Ecco quindi che alla serata nel centro di Manhattan che “dona” 25 milioni di dollari alla campagna per Biden, sono spuntati sia fuori che dentro, coloro che protestano con le bandiere della Palestina contro il presidente per la guerra a Gaza. Coalizione democratica forte e unita perché raccoglie 25 milioni in una notte? Altra coincidenza: nel 1968, la Convention democratica si tenne a Chicago, nella stessa metropoli dove il partito di Biden si ripresenta ad agosto per siglare la sua nomination. Nel 1968 quella convention rimase famosa nella storia americana non per aver dato la nomination – perdente – al vice di Johnson, Humphrey, ma per i sanguinosi scontri tra la polizia e i movimenti politici anti guerra del Vietnam, che oltre a mettere a ferro e fuoco Chicago, certificarono la frantumazione della coalizione democratica spianando la strada della vittoria a Richard Nixon. Anche Trump ha i suoi guai, ci sono ben 5 processi legali, soprattutto quelli con accuse penali gravissime per aver aiutato un’“insurrezione” cercando di negare ai cittadini americani il diritto costituzionale al voto, che potrebbero compromettere la sua nomination alla convention di luglio a Milwaukee o comunque la vittoria finale a novembre. Ma per la convention che attende Biden a Chicago, soprattutto se le crisi internazionali resteranno di tale gravità o addirittura peggiorassero, potrebbe apparire lo spettro di quella di 56 anni fa.
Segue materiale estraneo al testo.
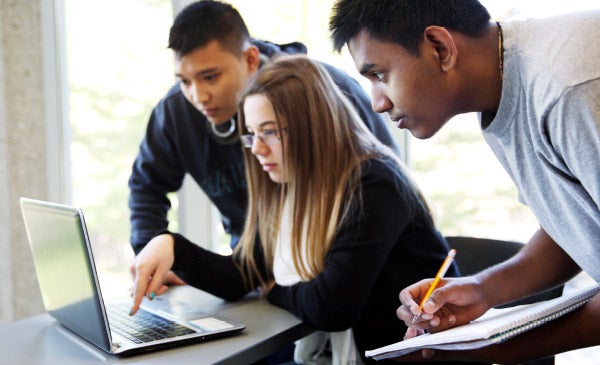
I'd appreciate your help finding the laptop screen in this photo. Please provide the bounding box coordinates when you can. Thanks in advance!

Nel 1968, i candidati a sfidarsi alle elezioni di novembre per la presidenza finirono per essere tre: Nixon, Humphrey e Wallace. Il candidato dei repubblicani prevalse, ma anche gli altri due vinsero stati e milioni di voti che mostrarono quanto spaccato fosse il paese. Tra otto mesi potrebbero essere ancora tre i candidati a competere: Kennedy, Biden e Trump. Chi resta favorito oggi, potrebbe non più esserlo il 5 novembre.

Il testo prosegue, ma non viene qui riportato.